CHAPITRE XIX
Puis il arriva que, passant par un chemin le long duquel courait un
ruisseau aux eaux très claires[1], il me vint une volonté si forte de
parler que je commençai à songer à la manière dont je m’y prendrais, et
j’ai pensé qu’il ne conviendrait pas de parler d’elle, mais de
m’adresser aux femmes à la seconde personne, et non à toutes les femmes,
c’est-à-dire aux femmes distinguées, et qui ne sont pas seulement des
femmes. Et alors ma langue se mit à parler comme si elle eût été mue par
elle-même, et elle dit : « Femmes qui comprenez l’amour… » Je mis alors
ces mots de côté dans ma mémoire avec une grande joie, en pensant à les
prendre pour mon commencement. Puis je rentrai dans la ville, et, après
y avoir songé pendant plusieurs jours, je commençai cette canzone[2].
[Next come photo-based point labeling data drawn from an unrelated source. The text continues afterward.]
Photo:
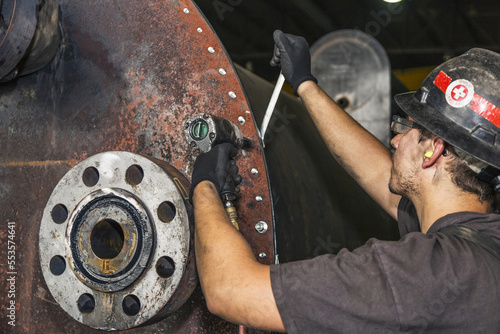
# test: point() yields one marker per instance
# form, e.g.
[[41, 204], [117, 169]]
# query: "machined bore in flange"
[[116, 248]]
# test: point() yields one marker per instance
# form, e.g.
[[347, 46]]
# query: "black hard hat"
[[460, 102]]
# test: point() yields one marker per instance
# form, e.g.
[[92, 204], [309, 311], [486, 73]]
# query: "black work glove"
[[292, 54], [217, 167]]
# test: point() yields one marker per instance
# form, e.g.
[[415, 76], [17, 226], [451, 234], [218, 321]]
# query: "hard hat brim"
[[446, 129]]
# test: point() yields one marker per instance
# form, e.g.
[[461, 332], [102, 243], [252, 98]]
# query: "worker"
[[442, 276]]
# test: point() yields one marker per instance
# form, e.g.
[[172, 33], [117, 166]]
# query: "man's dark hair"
[[462, 175]]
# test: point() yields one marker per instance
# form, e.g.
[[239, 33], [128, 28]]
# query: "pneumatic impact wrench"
[[203, 132]]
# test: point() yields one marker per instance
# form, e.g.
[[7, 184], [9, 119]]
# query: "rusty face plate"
[[127, 76]]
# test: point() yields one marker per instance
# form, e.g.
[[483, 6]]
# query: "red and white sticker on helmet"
[[459, 93]]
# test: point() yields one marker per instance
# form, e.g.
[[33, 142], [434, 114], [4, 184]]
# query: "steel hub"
[[115, 241]]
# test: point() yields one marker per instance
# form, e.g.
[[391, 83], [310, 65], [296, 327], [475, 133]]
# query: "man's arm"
[[236, 286], [361, 154]]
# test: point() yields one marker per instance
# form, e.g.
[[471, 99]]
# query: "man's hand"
[[217, 167], [292, 54]]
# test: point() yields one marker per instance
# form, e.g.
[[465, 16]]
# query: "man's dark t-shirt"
[[433, 283]]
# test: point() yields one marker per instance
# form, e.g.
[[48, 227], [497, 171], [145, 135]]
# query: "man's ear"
[[432, 155]]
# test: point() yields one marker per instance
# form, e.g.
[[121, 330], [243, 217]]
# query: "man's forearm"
[[361, 154], [235, 285]]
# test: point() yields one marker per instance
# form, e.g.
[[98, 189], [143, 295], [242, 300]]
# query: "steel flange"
[[116, 248]]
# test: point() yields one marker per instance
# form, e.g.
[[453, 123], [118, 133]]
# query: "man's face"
[[406, 163]]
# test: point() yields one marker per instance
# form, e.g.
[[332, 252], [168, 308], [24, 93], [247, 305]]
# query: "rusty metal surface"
[[318, 207], [127, 77]]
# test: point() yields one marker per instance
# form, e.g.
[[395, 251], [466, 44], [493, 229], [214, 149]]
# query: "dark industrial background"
[[417, 34]]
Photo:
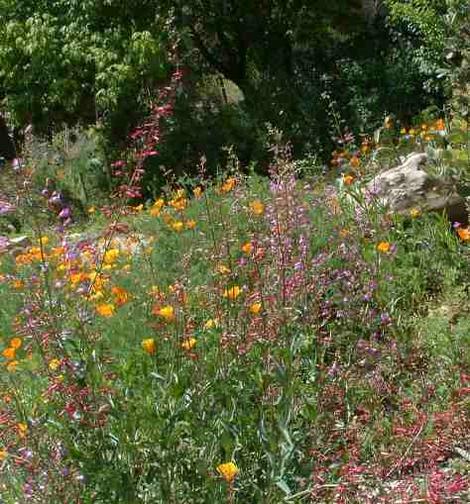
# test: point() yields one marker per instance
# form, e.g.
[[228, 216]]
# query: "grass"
[[245, 341]]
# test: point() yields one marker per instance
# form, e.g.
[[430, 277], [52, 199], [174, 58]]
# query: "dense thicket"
[[307, 68]]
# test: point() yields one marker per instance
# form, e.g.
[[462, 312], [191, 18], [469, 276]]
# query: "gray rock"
[[410, 185]]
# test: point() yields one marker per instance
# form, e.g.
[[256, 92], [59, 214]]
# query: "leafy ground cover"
[[244, 340]]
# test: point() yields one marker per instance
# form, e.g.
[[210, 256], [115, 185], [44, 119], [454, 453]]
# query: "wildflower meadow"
[[234, 252], [245, 339]]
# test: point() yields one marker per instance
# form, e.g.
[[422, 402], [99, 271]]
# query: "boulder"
[[410, 186]]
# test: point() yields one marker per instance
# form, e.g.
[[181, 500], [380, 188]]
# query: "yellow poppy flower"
[[232, 293], [9, 353], [255, 308], [167, 312], [106, 309], [384, 247], [149, 346], [257, 207], [246, 247], [188, 344]]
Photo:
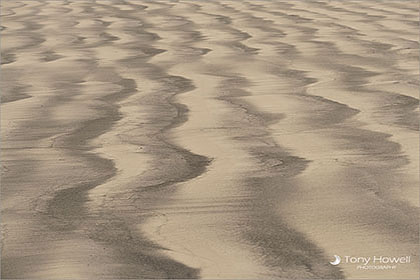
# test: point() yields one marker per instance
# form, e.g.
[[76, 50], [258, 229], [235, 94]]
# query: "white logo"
[[337, 260]]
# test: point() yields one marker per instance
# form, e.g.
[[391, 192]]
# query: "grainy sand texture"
[[218, 139]]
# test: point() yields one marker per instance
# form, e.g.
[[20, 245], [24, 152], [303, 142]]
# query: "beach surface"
[[225, 139]]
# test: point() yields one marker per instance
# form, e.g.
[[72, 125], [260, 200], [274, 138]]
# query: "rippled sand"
[[224, 139]]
Femmes qui comprenez l’amour[3],
Je veux m’entretenir avec vous de ma Dame,
Non pas que je pense arriver au bout de sa louange,
Mais pour satisfaire mon esprit.
Je dis donc que, quand je pense à ses mérites,
L’amour se fait sentir en moi si doux
Que, si la hardiesse ne venait à me manquer,
Mes accens rendraient tout le monde amoureux.
Et je ne veux pas non plus me hausser à un point
Que je ne saurais soutenir jusqu’à la fin.
Mais je traiterai délicatement de sa grâce infinie
Avec vous, femmes et jeunes filles amoureuses,
Car ce n’est pas une chose à en entretenir d’autres que vous.
Un ange a fait appel à la divine Intelligence et lui a dit :
Seigneur, on voit dans le monde
Une merveille dont la grâce procède
D’une âme qui resplendit jusqu’ici.
Le ciel, à qui il ne manque
Que de la posséder, la demande à son Seigneur,
Et tous les saints la réclament.
La pitié seule prend notre parti[4],
Car Dieu dit en parlant de ma Dame :
Ô mes bien aimés, souffrez en paix
Que votre espérance attende tant qu’il me plaira
Là où il y a quelqu’un qui s’attend à la perdre,
Et qui dira dans l’Enfer aux méchans :
J’ai vu l’espérance des Bienheureux.
Ma Dame est donc désirée là-haut dans le ciel.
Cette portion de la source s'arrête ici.